One of the most popular and versatile white wine grapes, Chardonnay offers a wide range of flavors and styles depending on where it is grown and how it is made. While it tends to flourish in most environments, Chardonnay from its Burgundian homeland produces some of the most remarkable and longest lived examples. California produces both oaky, buttery styles and leaner, European-inspired wines. Somm Secret—The Burgundian subregion of Chablis, while typically using older oak barrels, produces a bright style similar to the unoaked style. Anyone who doesn't like oaky Chardonnay would likely enjoy Chablis.
The source of the most racy, light and tactile, yet uniquely complex Chardonnay, Chablis, while considered part of Burgundy, actually reaches far past the most northern stretch of the Côte d’Or proper. Its vineyards cover hillsides surrounding the small village of Chablis about 100 miles north of Dijon, making it actually closer to Champagne than to Burgundy. Champagne and Chablis have a unique soil type in common called Kimmeridgian, which isn’t found anywhere else in the world except southern England.
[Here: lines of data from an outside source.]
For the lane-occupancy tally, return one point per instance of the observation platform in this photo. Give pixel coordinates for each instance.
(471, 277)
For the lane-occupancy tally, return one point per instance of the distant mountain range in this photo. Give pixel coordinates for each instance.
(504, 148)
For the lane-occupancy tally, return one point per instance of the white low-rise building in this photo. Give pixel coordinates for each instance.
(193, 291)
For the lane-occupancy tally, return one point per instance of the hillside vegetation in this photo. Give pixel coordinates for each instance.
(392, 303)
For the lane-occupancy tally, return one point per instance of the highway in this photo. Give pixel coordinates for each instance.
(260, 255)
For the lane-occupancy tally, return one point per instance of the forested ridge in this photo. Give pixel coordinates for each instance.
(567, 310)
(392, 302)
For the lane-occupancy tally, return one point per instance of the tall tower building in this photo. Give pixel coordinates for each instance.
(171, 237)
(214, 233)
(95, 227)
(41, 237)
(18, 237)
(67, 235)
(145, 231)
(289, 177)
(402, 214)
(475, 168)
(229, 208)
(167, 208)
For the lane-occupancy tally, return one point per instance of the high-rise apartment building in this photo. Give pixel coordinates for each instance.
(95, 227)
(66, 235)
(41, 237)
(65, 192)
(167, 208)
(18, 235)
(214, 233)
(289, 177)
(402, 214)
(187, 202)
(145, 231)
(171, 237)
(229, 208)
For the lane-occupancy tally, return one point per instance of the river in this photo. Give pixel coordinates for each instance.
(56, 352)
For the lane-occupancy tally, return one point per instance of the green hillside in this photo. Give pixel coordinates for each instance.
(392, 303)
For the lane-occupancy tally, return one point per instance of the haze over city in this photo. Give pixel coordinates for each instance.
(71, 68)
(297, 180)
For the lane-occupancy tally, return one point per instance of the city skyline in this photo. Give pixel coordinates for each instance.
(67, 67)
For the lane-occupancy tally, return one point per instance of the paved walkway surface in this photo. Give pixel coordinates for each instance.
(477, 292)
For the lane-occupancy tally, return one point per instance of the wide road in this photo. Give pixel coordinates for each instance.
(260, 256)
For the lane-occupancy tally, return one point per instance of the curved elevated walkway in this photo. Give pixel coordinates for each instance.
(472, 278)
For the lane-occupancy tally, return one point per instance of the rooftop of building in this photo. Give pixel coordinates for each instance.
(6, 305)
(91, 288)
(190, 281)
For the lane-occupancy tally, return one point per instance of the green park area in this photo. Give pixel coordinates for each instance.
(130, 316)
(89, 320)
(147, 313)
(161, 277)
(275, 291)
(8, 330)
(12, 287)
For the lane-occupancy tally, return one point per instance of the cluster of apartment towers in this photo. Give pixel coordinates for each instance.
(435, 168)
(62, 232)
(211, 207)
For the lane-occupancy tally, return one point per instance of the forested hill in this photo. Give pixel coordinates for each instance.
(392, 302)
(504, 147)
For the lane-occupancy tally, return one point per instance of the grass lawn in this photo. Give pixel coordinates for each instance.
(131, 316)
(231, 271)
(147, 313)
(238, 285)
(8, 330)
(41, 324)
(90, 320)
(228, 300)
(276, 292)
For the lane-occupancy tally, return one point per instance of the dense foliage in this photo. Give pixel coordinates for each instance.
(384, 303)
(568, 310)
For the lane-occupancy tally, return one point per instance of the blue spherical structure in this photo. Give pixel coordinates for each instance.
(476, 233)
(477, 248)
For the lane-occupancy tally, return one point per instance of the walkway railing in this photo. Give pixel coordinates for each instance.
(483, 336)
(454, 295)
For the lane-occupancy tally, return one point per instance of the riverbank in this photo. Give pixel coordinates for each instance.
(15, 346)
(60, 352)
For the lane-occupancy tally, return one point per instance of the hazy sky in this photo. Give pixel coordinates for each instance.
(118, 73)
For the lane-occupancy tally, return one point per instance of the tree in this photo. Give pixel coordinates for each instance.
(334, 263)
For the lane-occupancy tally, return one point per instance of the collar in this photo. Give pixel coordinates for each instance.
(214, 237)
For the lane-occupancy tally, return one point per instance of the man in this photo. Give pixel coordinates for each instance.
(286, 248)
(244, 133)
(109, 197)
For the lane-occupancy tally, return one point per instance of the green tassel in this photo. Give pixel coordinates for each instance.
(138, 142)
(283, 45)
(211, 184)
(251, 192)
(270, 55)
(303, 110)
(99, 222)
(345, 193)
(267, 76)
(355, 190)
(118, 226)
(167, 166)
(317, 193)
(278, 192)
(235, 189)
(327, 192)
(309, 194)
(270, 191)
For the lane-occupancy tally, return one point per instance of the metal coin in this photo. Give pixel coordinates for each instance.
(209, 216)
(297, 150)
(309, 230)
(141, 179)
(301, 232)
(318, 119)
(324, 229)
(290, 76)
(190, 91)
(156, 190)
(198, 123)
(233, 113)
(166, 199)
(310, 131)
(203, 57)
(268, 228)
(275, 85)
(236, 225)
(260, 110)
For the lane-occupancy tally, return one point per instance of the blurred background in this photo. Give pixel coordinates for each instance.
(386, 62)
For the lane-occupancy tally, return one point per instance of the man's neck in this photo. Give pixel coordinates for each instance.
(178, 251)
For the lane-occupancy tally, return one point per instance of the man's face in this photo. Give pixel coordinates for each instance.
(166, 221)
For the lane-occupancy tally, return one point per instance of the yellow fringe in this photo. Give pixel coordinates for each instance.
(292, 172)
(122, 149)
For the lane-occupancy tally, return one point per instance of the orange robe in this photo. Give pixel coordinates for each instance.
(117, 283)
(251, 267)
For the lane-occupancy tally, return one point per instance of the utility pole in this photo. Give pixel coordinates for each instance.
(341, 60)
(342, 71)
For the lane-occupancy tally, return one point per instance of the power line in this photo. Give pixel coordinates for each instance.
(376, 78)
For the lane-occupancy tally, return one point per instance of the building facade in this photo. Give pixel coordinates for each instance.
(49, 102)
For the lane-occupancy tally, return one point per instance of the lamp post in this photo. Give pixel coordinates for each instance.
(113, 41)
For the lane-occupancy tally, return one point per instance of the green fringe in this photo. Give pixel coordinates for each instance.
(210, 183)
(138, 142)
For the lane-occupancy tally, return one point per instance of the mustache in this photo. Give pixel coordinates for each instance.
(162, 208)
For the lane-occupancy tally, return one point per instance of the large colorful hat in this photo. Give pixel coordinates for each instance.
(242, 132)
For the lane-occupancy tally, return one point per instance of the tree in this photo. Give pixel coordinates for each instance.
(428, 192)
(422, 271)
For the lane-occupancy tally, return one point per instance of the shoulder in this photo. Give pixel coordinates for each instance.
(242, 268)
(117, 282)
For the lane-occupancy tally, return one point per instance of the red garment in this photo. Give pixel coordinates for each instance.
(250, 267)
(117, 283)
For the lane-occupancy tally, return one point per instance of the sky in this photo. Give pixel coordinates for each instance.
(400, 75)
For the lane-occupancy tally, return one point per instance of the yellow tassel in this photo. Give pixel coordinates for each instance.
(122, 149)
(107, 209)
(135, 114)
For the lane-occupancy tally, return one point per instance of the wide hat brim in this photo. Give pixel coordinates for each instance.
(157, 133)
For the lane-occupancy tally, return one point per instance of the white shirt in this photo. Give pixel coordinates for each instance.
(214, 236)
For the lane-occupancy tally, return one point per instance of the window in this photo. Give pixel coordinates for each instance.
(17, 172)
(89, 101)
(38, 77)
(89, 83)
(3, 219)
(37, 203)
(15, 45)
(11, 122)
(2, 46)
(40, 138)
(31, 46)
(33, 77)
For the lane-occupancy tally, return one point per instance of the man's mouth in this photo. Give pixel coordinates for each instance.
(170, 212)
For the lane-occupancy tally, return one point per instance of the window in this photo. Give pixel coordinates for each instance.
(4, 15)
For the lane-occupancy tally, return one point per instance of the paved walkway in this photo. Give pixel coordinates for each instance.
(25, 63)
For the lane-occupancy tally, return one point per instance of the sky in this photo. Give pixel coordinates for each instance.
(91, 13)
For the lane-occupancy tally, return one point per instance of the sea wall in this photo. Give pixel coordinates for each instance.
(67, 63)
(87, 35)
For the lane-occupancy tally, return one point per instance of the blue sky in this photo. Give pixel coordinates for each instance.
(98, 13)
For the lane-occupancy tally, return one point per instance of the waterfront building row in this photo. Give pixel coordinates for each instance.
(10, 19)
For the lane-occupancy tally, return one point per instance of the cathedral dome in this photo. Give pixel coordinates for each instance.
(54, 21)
A 180 million year-old geologic formation of decomposed clay and limestone, containing tiny fossilized oyster shells, spans from the Dorset village of Kimmeridge in southern England all the way down through Champagne, and to the soils of Chablis. This soil type produces wines full of structure, austerity, minerality, salinity and finesse.
Chablis Grands Crus vineyards are all located at ideal elevations and exposition on the acclaimed Kimmeridgian soil, an ancient clay-limestone soil that lends intensity and finesse to its wines. The vineyards outside of Grands Crus are Premiers Crus, and outlying from those is Petit Chablis. Chablis Grand Cru, as well as most Premier Cru Chablis, can age for many years.